The film is set not in the 1960s, but within the last decade or so, following a catastrophic oversight in catching the ringleader behind the September 11th attacks while he was planning from Hamburg. German intelligence is fraught with in-fighting and back-stabbery, and spymaster Gunther Bachmann is fed up with it. When a Chechen Muslim enters Germany to stake his claim on an enormous fortune, Bachmann must investigate the possibility that the money will be used to fund terrorist organisations, without succumbing to pressure from other departments, both in his own organisation and abroad.
It's never sporting to give away too many plot details about a film in the review, but here's a film about which even the previous paragraph feels like something of an over-elaboration. Anything more subtle than Alfredson's treatment of George Smile would have to be completely subliminal, but it dwells in the same implicit, shadowy territory with its treatment of espionage. The failures of the intelligence community on 9/11 is a mere primer next to the personal stakes for Bachmann and his unit, whereby some of the characters have regretful pasts and a significant unfortunate death toll behind them.
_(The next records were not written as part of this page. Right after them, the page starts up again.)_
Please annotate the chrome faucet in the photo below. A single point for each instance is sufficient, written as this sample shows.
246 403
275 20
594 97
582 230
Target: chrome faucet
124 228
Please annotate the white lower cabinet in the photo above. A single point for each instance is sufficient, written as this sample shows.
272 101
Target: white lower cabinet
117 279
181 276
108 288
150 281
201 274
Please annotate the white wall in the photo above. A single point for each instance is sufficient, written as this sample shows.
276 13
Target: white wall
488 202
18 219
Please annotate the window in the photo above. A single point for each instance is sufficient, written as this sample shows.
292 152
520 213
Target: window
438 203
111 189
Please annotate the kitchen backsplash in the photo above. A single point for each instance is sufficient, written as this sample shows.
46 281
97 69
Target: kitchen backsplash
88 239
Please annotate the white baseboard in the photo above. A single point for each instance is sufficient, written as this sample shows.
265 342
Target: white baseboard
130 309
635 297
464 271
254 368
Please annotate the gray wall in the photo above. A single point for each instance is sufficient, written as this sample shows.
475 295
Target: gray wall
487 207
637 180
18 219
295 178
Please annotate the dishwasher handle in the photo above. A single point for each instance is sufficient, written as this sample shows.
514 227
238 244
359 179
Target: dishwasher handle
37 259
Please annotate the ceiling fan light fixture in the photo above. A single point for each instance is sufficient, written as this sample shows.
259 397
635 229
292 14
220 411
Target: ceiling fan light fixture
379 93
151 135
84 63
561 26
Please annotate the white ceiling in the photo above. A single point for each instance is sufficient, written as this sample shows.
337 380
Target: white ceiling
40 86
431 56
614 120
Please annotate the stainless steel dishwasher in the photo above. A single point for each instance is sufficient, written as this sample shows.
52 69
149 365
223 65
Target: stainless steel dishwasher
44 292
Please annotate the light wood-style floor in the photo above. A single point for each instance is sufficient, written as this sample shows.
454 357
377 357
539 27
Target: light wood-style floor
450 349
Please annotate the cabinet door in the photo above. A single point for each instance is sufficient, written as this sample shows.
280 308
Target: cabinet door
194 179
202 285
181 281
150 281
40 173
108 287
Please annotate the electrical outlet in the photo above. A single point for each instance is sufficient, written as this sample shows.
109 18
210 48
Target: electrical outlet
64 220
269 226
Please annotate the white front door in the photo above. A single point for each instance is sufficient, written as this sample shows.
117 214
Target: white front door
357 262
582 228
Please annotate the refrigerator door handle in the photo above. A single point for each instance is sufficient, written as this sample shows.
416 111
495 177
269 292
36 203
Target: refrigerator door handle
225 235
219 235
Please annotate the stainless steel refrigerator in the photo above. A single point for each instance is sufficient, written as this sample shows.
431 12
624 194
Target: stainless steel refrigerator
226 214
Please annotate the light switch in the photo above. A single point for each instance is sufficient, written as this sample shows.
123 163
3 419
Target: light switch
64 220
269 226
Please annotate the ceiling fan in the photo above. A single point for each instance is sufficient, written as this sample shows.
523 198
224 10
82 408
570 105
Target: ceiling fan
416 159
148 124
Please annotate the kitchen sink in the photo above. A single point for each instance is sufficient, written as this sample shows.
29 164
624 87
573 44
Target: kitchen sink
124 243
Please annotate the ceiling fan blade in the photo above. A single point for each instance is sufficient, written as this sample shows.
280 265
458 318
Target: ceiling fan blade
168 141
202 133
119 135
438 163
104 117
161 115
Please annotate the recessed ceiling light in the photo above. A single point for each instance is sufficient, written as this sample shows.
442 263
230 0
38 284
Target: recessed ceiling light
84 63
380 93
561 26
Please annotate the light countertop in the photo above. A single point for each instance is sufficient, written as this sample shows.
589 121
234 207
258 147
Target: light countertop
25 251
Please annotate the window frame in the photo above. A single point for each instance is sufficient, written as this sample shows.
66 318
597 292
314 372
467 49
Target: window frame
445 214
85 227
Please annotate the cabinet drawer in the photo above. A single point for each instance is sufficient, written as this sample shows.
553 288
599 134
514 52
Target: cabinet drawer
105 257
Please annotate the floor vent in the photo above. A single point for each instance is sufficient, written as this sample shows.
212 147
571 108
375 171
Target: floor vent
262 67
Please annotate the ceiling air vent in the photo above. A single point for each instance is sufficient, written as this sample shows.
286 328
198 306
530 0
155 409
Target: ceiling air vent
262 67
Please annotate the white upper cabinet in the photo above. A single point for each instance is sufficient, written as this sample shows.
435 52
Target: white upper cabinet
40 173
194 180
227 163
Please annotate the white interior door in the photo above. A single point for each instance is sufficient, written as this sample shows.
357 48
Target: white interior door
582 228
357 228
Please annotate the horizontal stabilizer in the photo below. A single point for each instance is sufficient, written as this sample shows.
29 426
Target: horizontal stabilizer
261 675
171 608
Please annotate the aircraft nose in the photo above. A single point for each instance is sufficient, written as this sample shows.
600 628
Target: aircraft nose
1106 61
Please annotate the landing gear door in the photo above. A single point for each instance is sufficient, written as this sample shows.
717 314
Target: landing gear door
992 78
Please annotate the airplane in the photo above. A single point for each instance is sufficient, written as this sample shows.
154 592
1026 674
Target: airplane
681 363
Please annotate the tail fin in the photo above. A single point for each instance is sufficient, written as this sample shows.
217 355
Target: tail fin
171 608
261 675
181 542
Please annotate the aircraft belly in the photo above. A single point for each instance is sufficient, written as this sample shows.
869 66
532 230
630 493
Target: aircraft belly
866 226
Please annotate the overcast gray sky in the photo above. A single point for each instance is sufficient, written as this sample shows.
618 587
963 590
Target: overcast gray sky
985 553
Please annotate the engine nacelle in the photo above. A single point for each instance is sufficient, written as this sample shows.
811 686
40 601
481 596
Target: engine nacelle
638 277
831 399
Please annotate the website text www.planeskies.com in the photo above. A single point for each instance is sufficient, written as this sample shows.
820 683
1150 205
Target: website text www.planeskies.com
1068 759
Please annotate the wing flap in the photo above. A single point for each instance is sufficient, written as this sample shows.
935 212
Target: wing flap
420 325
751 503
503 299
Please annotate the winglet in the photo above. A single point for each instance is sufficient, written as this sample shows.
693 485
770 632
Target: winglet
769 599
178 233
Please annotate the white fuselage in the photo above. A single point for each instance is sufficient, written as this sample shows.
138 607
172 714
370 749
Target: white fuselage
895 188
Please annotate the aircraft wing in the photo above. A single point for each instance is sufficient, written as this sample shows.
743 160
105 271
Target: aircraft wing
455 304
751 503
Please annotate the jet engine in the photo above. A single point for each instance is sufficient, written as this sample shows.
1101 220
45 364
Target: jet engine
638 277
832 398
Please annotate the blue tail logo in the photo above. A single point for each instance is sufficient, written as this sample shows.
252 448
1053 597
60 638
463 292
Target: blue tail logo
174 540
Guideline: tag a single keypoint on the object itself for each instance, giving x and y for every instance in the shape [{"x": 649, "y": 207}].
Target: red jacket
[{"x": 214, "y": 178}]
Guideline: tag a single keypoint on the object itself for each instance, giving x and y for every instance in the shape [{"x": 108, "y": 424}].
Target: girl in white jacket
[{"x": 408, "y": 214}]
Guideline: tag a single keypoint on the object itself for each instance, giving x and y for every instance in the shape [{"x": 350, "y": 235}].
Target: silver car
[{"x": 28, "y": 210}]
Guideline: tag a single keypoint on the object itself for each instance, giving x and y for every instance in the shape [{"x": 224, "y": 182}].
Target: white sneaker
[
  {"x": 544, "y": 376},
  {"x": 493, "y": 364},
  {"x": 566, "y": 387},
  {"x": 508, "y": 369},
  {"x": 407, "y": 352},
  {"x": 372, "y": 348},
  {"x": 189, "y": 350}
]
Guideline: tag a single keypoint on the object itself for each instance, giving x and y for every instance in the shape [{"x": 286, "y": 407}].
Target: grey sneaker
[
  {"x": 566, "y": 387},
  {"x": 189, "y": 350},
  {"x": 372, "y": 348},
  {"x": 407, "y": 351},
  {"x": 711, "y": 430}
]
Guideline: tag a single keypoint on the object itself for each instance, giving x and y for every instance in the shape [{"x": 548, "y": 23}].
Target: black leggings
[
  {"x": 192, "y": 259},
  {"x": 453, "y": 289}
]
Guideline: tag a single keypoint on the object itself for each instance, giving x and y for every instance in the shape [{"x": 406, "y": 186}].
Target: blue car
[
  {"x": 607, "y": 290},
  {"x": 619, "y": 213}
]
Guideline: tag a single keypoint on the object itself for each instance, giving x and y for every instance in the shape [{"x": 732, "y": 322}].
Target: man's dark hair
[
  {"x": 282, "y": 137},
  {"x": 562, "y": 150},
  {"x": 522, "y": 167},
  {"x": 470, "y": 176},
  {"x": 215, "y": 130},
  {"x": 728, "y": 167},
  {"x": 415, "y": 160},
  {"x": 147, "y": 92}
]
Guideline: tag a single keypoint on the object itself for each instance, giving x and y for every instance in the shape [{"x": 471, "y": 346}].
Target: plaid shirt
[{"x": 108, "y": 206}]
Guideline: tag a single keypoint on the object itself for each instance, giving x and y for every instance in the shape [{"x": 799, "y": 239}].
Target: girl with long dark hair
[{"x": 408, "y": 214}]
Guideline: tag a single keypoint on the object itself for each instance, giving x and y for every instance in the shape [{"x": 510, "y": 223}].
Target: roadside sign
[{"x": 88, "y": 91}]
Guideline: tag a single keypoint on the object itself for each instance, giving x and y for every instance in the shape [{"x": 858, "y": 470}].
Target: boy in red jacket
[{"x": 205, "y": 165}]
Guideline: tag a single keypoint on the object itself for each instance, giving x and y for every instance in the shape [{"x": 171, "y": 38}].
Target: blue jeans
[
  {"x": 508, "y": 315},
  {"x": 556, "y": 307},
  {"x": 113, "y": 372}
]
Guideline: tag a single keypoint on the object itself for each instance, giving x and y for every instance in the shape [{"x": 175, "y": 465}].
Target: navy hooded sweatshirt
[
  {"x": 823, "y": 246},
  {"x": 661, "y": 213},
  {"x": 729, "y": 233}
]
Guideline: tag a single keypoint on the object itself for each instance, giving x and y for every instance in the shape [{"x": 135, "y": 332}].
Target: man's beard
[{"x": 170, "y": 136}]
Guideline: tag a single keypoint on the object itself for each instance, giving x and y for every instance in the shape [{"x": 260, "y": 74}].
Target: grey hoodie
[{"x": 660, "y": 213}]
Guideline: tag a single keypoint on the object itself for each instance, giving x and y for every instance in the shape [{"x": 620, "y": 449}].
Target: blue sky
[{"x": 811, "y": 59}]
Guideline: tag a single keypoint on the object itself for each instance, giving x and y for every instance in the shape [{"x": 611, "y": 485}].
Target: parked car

Around halfway through the film, he has a terrific scene with Rachel McAdams, whose young immigration lawyer has to have her idealism broken before she can do any real good, in Bachmann's understanding of the world. His experienced approach is studied through encounters with Jamal, an informant that he has previously "made" his own, whose significance becomes clearer with each successive interjection in the main plot. He's trying to blot the mess of global politics rather than spread it around with gung-ho tactics and his relative benevolence could cost him dearly.
But such is the depth of the espionage in which he's embroiled, Bachmann is obstructed more often by his own side than by the forces he's investigating and that's where the measured narrative picks up a kind of suspenseful momentum. Rainer Bock's Mohr is his zealous opposite number in a more blunt, interrogation-happy department of German intelligence, and Robin Wright's CIA operative Sullivan is entirely unreadable for the vast majority of the film, taking an obvious shine to our woe-begotten hero but still breathing down his neck for results. Nobody on either side ever draws a gun, but the subtle antagonism often feels altogether more damaging than such openly hostile gestures.
A Most Wanted Man is now showing at cinemas nationwide.